An initial appearance is scheduled for Jan. 15 for a Lake Geneva contractor charged with taking more than $62,000 for projects in the towns of Walworth, Linn and LaGrange but failing to do the work.
Shannon W. Bullis, 43, was charged Dec. 3 in Walworth County Circuit Court with two counts of theft in a business setting of more than $10,000 and theft in a business setting of $5,000 to $10,000.
According to the criminal complaint, three residents in the towns of Walworth, Linn and LaGrange paid Bullis $62,421 for work to their properties, but Bullis never completed the work, and according to former employees, spent the money on personal items including a trip to Florida and at strip clubs.
The Town of LaGrange resident hired Bullis’ company, Bullseye General Contracting, to repair the roof on his home on Solid Comfort Drive in 2016 and made a down payment of $13,500 in October of that year, according to the criminal complaint. The work was never completed, and the resident learned in March 2017 that Bullis had closed to company in Wisconsin and moved it to Florida and Nebraska, according to the complaint.
The Town of Walworth resident hired Bullis in May 2016 to repair roofs of his house and barn on Brick School Road and wrote checks for $2,000 and $7,926.92 that month, according to the complaint. The resident signed a second contract with Bullseye in September 2016 to repair siding to his home and wrote checks for $5,180.17 and $2,000 for that job, according to the complaint.
Bullseye delivered materials to his home for the project, but they were sent cash-on-delivery, which the resident refused to pay, according to the complaint. The materials sat there for months, and no one showed up to do the work, the complaint states. The resident eventually hired a Bullseye employee, who had since quit his job at Bullseye, to complete the job, according to the complaint.
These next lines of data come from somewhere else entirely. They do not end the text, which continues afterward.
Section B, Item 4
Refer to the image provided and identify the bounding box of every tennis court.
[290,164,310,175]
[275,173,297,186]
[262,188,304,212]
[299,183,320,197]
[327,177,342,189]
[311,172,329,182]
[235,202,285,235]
The Town of Linn resident hired Bullseye to repair three buildings on his property – a main barn, a hog house and his residence – that were damaged by a storm in 2016, according to the complaint. The resident forwarded an insurance payment for $31,815.22 to Bullis, and Bullis’ company completed the house roof and hog house but did not do the barn project, which accounted for $22,922.57 of the insurance funds that were issued, according to the complaint.
The former employee who completed the Town of Walworth project said Bullis had difficulty getting crews to complete jobs because paychecks started bouncing and every Friday was “a rush to get to the bank to make sure you got paid before funds ran out,” according to the complaint. He said employees would go weeks without pay, and Bullis used payment from projects for things like $4,000 to put his name on a racecar, a trip to Florida and patronizing strip clubs, according to the complaint. He said Bullis would sell new jobs and use those down payments to complete previous jobs in a “mini-pyramid scheme” arrangement, according to the complaint.
He said as many as 23 to 30 customers were calling wanting their job finished, no one would call them back and no money was available to complete the jobs, the complaint states. The company “closed its doors” in late 2016 and Bullis “took the money and ran,” the former employee said, according to the complaint.